6. The totally-enclosed integrated reaction tube capable of realizing step-by-step reaction according to claim 1, wherein the volume of the tube body (2) is 190-210 μ l.

7. The totally-enclosed integrated reaction tube capable of realizing step-by-step reaction according to claim 1, wherein the solid isolation layer (1) is perpendicular to the bottom of the tube body (2).
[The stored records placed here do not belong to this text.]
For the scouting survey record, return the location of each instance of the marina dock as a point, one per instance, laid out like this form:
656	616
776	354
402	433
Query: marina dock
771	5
8. The totally-enclosed integrated reaction tube capable of realizing step-by-step reaction according to claim 1, wherein the lower part of the tube cover (3) is provided with an outward annular bulge.

9. The totally-enclosed integrated reaction tube capable of realizing step-by-step reaction according to claim 1, wherein the tube body (2) comprises a tubular main body and a conical bottom connected with the main body, and the lower end surface of the conical bottom is a circular arc surface.